New Data Organization

To overcome these problems, configuration data is now stored in a more organized and unified way.

Configuration data is organized hierarchically. The topmost level of this unified hierarchy are 'components' (or 'modules') - logical units that can be used or installed independently. Often they are associated with an actual program component. Each component can freely define the configuration data it needs. Data is structured by combining related settings into groups, thereby forming a hierarchical structure.

Configuration items cannot be added randomly, though, but must be defined in a configuration schema, which needs to be installed with the application or component. This schema defines the names, data types and structural relationship of configuration items. It can also specify default values for settings. Relevant information from the schema is accessible in the API either through explicit queries or implicitly.

We use an application-specific XML file format for schema descriptions. Schema entries can and should be documented within the schema definition. The schema language supports reusing partial structures as templates, to help achieve consistent naming and structuring for similar data.

Individual data items or whole structures may have default values. A meaningful set of default values should be specified in the schema. Some implementations may have other ways to specify (and maybe change) default values (e.g. by providing an environment for administrators to prescribe standard settings for users or user groups).

Storage Transparency

This hierarchy is accessed through a UNO service, which allows the underlying implementation to vary. In particular, we can now use various backend stores and adjust the format of the stored data accordingly. The schema information and initial data, in the format required by the backend, can be generated from the schema description (e.g using XSLT).

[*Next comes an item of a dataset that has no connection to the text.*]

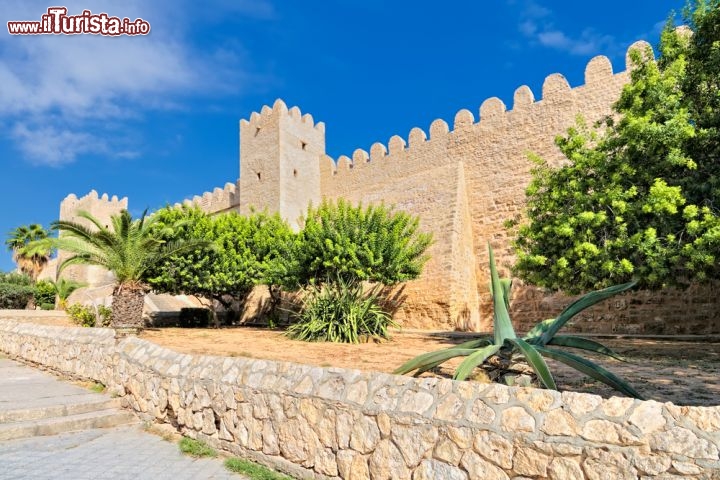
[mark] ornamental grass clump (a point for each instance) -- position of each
(341, 311)
(502, 352)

The initial implementation of this service for OpenOffice uses a file-based configuration store again. The hierarchical data is stored in XML files. The implementation also supports a configuration server to which it talks using an XML-based RPC protocol over a data stream implementation (initially sockets). There is an implementation of a configuration server that serves this protocol and which is used in Sun (TM) Webtop. Currently (early 2001) this server is not available as Open Source and is therefore not part of OpenOffice.org. [NOTE: The author has no information as to whether and when this might change].

It is expected that further backends will be added in the future. This can be done by (a) creating a new implementation of the UNO services described in this document, (b) implementing a server that serves the existing XML protocol or (c) adding a new storage implementation to the existing implementation (this may include a 'plugin' interface for backend implementations). In each case there is the problem of configuring the configuration store: How to specify which storage should be used (at either install or run time).


Configuration Object Model


As mentioned above, configuration elements have to be specified in a configuration schema. The configuration schema describes a hierarchical data structure. It offers several kinds of elements, some of which serve to combine related elements into logical groupings, while others hold the actual data.

Elements have a well-defined Type. The Type of a data element corresponds directly to the type of data it can hold, while the Type of a structural element depends (recursively) on the Types of the Child elements it contains and the way those are combined. A Type may be described in the schema as a separate named entity, called Template, or it may be implicit in the definition of an element. Templates allow reusing a type in multiple places in a schema and dynamic creation of elements of a given type.

Generally the restrictions on types are designed in a way that the schema describing a part of the configuration can be reconstructed from an instance of that schema (or at least that there is a reasonably efficient representation of the instance that allows reconstructing the schema).

The following kinds of elements can be used to build a configuration schema:

Value Elements

Value elements hold actual data values. Values must have one of a number of supported data types.

The following Basic types are supported:

string

Plain Text (Sequence of [printable] Unicode characters)

boolean

Boolean value (true/false)

short

16 - bit integer number

int

32 - bit integer number

long

64 - bit integer number

double

floating point number

binary

Sequence of uninterpreted octets


Please note that binary values should be used only for small chunks of data that cannot easily be repreesented otherwise. The configuration service may not handle large BLOBs efficiently.

Also supported are Lists (ordered sequences) of each of the Basic types. [NOTE: This means that the lists must be homogeneous - mixed lists are not supported]. The configuration treats lists as atomic data types - there is no support for accessing lists elementwise.

In addition a value element may be characterized as nullable (or not nullable). If it is nullable it may assume the special value NULL, which indicates the absence of any particular value. NULL is different from any legal value. In particular a string/list/binary value having zero length is not NULL. Nullable values are sometimes also called optional.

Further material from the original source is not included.